Riflessioni che si accompagnano, anzi si dilatano con il megafono degli industriali, preoccupati che la Nuova Europa non attui politiche adeguate di sostegno per le imprese e che in tema di Green Deal non venga creato un fondo per la transizione, anche digitale. Il riferimento è sempre a due colossi, gli Stati Uniti e la Cina, che dispongono di risorse enormi, sicuramente superiori a quelle della Ue e che poco alla volta stanno esercitando una pressione che nel medio termine rischia di diventare insostenibile. Anche perché certe sensibilità né Usa né Cina le hanno, in considerazione che l’Europa produce l’8 per cento del gas serra mondiale.

Quindi, è semplicissimo: più soldi, tanti più soldi, più tempo, molto più tempo. Questo almeno in campagna elettorale…

Tra luci e ombre l’ultimo atto del Parlamento Ue è sul Green Deal

Il Parlamento europeo il 25 aprile saluta baracca e burattini dopo cinque anni di lavoro non proprio facili.
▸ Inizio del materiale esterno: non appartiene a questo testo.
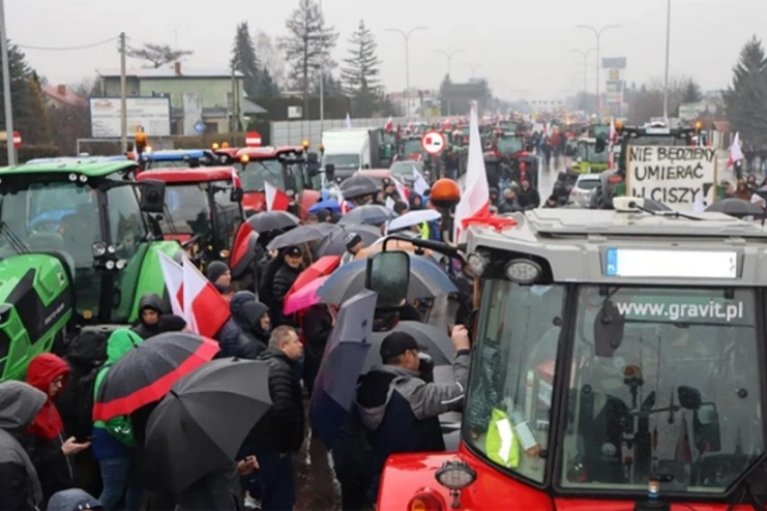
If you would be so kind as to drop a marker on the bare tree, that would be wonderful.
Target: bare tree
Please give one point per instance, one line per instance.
(157, 54)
Al netto degli errori che sono stati commessi, va dato atto a Ursula von der Leyen a Roberta Metsola (e prima di lei al compianto David Sassoli) e a Charles Michel di essere incappati nel periodo peggiore degli ultimi decenni: una pandemia, due guerre e mezza non sono poca roba da gestire e, soprattutto, sono ostacoli lungo la via di una ricostruzione dell’Europa.
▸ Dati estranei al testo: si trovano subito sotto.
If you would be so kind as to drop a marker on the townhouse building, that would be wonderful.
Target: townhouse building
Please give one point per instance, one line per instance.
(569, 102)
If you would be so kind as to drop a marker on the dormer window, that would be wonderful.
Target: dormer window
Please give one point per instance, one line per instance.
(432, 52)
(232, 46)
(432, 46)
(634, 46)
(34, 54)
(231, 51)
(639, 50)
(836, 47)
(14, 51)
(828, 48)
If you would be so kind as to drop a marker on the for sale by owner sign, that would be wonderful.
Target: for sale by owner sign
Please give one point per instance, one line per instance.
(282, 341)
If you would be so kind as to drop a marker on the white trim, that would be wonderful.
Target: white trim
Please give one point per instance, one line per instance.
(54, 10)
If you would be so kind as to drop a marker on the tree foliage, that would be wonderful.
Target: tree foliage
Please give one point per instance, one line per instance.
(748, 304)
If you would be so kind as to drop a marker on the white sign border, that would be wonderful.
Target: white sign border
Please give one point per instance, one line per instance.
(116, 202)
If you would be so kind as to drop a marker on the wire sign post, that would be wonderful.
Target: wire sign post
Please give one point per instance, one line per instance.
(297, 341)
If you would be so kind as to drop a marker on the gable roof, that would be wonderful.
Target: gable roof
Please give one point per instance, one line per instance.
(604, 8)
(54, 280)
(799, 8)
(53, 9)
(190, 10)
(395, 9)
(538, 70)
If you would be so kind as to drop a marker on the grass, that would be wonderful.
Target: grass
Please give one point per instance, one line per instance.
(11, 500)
Si poteva fare meglio? Sì. Si poteva fare peggio? Anche. L’accusa che viene rivolta con maggiore insistenza a Commissione e Parlamento è di aver radicalizzato la lotta al cambiamento climatico e il contrasto al riscaldamento del pianeta. Il Green Deal, partito da presupposti nobilissimi, è andato in crisi quando è diventato la summa di provvedimenti estremi, poco in linea con la realtà di un’economia in crisi. Fatto salvo il concetto che la transizione ecologica è ineludibile, accettata la conseguenza che abbia costi molto alti da sostenere, il tutto si è inceppato quando da Frans Timmermans in giù è diventata una questione ideologica. E si è acceso lo scontro con governi e aziende: l’auto elettrica, le case green, il packaging, fino alla nuova Pac sono diventati motivi di scontro e non più di confronto. La marcia dei trattori su Bruxelles è un po’ il simbolo di un disagio latente, che ha finito per coinvolgere la pancia del popolo.
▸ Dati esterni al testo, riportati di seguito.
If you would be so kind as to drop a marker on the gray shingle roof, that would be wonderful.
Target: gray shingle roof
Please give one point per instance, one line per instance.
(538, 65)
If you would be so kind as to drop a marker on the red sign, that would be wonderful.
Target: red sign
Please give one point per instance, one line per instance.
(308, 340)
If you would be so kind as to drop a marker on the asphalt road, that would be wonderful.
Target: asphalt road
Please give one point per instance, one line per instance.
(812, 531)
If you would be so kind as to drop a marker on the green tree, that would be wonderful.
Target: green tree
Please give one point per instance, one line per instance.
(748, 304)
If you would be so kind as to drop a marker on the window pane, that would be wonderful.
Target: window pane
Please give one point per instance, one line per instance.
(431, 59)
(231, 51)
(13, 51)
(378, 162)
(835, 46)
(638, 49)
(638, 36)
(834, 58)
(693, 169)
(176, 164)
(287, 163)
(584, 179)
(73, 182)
Uno studio di Copernicus racconta che l’Europa si è ‘inquinata’ più degli altri continenti. Persino più di Cina e India, che non sono proprio sensibilissime sull’argomento: e le varie Cop di questi anni ne sono la prova provata. Sarà per questo che gli ultimi atti dell’attuale Parlamento Ue saranno dedicati alla votazioni di quattro provvedimenti legati al Green Deal, per fare in modo che chi subentrerà ( o continuerà) dopo le elezioni dell’8-9 giugno abbia una base dalla quale partire. Si tratta del regolamento Ecodesign (Espr) e delle direttive Corporate social due diligence (Csddd), Ambient air quality and cleaner air for Europe e Packaging and packaging waste. Vedremo cosa ne uscirà, nella speranza che a vincere sia sempre il buonsenso.